La herida territorial

“Los terremotos nos ayudaron. Si no hubiera sido por los terremotos…”, afirma, contrariado, el empresario agrícola Mariano Suñer, quien emprendió una cruzada legal desde que el proyecto salió a la luz pública en el BOE en agosto de 2007. También la Plataforma Ciutadana en Defensa de les Terres del Sénia reconoce que los seísmos fueron un “punto de inflexión”. Pese a sus limitaciones, el movimiento social fue de los primeros en advertir del peligro sísmico. “Contribuimos a retrasar el proyecto con nuestras alegaciones”, recuerda la portavoz, Cristina Reverter. Una década después, el objetivo sigue siendo que se haga “justicia”, que se depuren responsabilidades y que la ciudadanía no pague los platos rotos. Trabajan en esta línea con el Síndic de Greuges (Defensor del Pueblo) y defienden asimismo sus denunciar y quejas presentadas tanto al Parlamento Europeo como a la Comisión Europea.

“Es una perversión de la democracia: la administración ha se servirnos a nosotros, no nosotros a la administración”, razona Reverter. Ahora, con el anuncio de que ya no se pondrá en funcionamiento –una noticia que han recibido con satisfacción y también con prudencia–, la prioridad más inmediata, aparte del desmantelamiento, es que los propietarios afectados por las expropiaciones de la planta terrestre y del gasoducto recuperen, en la medida de lo posible, sus tierras de cultivo. Exigen poder volver a plantar árboles y recuperar las cosechas después de la hipoteca de las servidumbres impuestas por un proyecto declarado de utilidad pública. En un pueblo todavía profundamente sensibilizado por la explosión de un camión cisterna con gas que causó 243 muertos en 1978, la Plataforma tuvo que hacer frente durante años a la incomprensión y animadversión de muchos habitantes del pueblo vecino de Vinaròs, el municipio que debía llevarse todos los beneficios fiscales y económicos de la instalación. Desde la Asociación de Afectados por el Proyecto Castor (APLACA, entidad con 250 socios personada como acusación popular en los juzgados de Vinaròs), su presidente, Joan Ferrando, recuerda el “deterioro social”, el “esfuerzo” y el “enfrentamiento entre pueblos y comunidades autónomas”.

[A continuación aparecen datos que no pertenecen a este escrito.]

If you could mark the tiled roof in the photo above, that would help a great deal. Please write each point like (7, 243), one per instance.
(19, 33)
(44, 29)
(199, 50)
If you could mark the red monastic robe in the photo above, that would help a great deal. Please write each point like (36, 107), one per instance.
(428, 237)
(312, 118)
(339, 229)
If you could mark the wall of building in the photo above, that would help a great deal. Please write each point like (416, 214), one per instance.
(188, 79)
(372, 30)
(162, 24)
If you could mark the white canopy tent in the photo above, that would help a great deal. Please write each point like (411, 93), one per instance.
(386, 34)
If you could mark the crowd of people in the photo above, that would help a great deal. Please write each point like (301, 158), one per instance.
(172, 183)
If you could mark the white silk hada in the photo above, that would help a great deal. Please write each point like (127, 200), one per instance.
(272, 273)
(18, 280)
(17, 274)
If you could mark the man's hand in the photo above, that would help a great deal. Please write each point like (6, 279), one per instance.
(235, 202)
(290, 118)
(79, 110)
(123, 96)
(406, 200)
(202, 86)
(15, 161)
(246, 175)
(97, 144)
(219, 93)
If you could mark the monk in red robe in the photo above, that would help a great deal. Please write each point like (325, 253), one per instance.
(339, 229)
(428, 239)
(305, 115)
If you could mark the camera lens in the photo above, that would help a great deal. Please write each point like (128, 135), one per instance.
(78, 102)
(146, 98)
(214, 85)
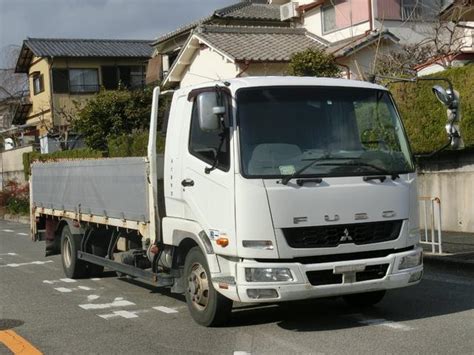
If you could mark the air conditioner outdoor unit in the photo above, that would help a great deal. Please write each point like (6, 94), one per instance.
(289, 11)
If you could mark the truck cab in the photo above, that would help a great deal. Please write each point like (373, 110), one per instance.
(300, 187)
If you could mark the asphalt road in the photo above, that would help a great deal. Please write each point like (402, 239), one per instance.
(39, 307)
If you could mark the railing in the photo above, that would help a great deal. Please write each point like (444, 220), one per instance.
(431, 209)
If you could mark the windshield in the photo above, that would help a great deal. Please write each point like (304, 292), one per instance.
(345, 131)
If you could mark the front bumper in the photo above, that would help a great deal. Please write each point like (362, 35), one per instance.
(301, 288)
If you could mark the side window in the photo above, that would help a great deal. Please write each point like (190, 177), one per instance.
(209, 146)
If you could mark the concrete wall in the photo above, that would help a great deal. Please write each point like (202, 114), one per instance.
(11, 165)
(452, 180)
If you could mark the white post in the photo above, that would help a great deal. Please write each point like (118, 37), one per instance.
(153, 195)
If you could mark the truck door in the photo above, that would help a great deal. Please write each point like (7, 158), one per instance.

“Vinaroz no se movilizó contra el Castor. ¡Todos ricos! Creía que sería una fuente de puestos de trabajo, y la oposición la hicieron los pueblos vecinos”, reconoce el actual alcalde de la población del Bajo Maestrazgo, Enric Pla (Podemos). El gobierno municipal socialista en el poder durante la tramitación del proyecto lo recibió como una especie de “Bienvenido, míster Marshall”, como la solución mágica de todos los males económicos del municipio. Aparte de las promesas de empleo y de compensaciones a diestro y siniestro, Pla cifra en un millón de euros los ingresos previstos para las arcas municipales.

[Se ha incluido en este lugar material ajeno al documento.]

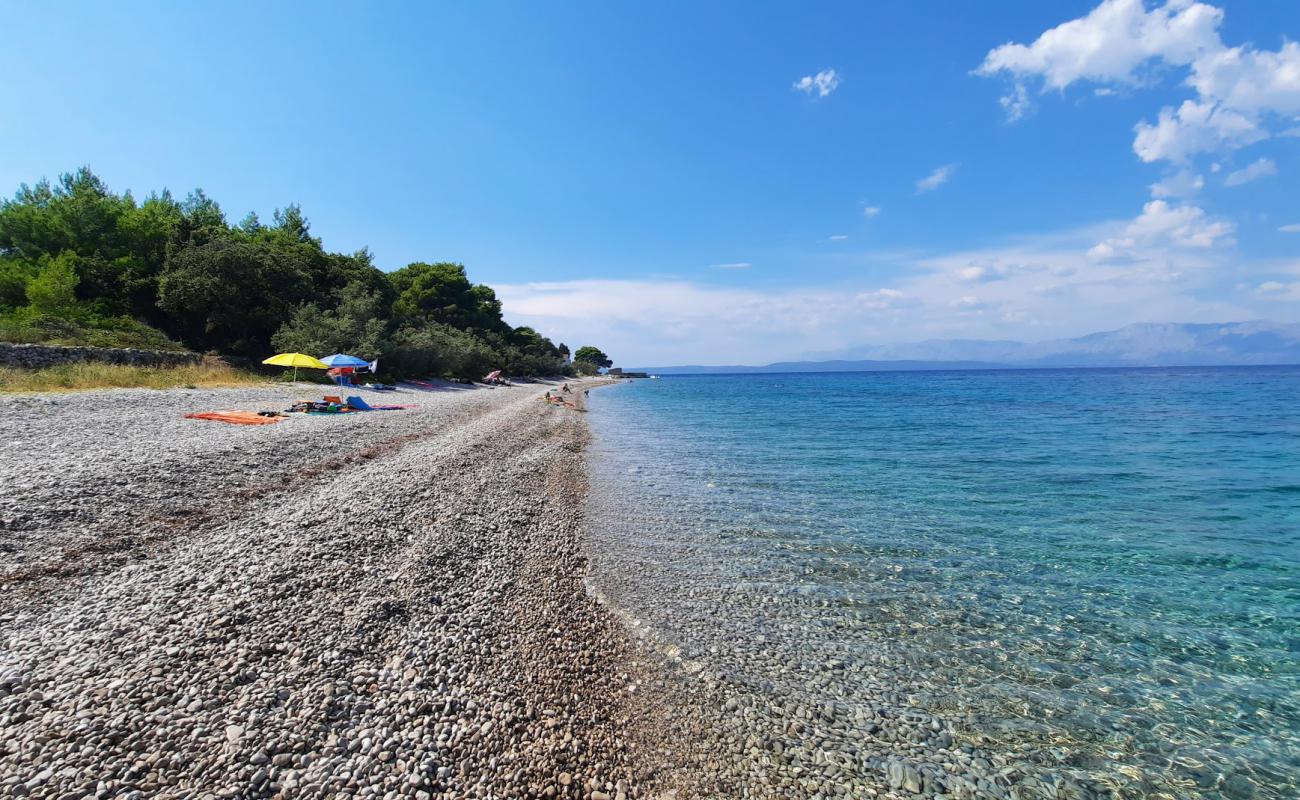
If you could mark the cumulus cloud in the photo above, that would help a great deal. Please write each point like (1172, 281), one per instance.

Nada de esto se cumplió. Después de reclamar infructuosamente el cobro del IBI pendiente de la planta terrestre tanto a Escal UGS como a Enagás, finalmente es el Estado, como nuevo propietario, quien se hace cargo del pago de este tributo: 6 000 euros anuales. Ningún otro ingreso por actividad industrial o económica. “Hemos evitado un mal mayor, pero no la deuda, que pagamos entre todos”, reflexiona el alcalde sobre la paralización definitiva del proyecto. Cree que el “rescate” de la empresa promotora es la gran hipoteca del Castor y reitera la “obligación” del gobierno español de desmantelar las instalaciones. “Tenemos una huella física que no se borra: el monumento a la avaricia se encuentra allí delante”, concluye.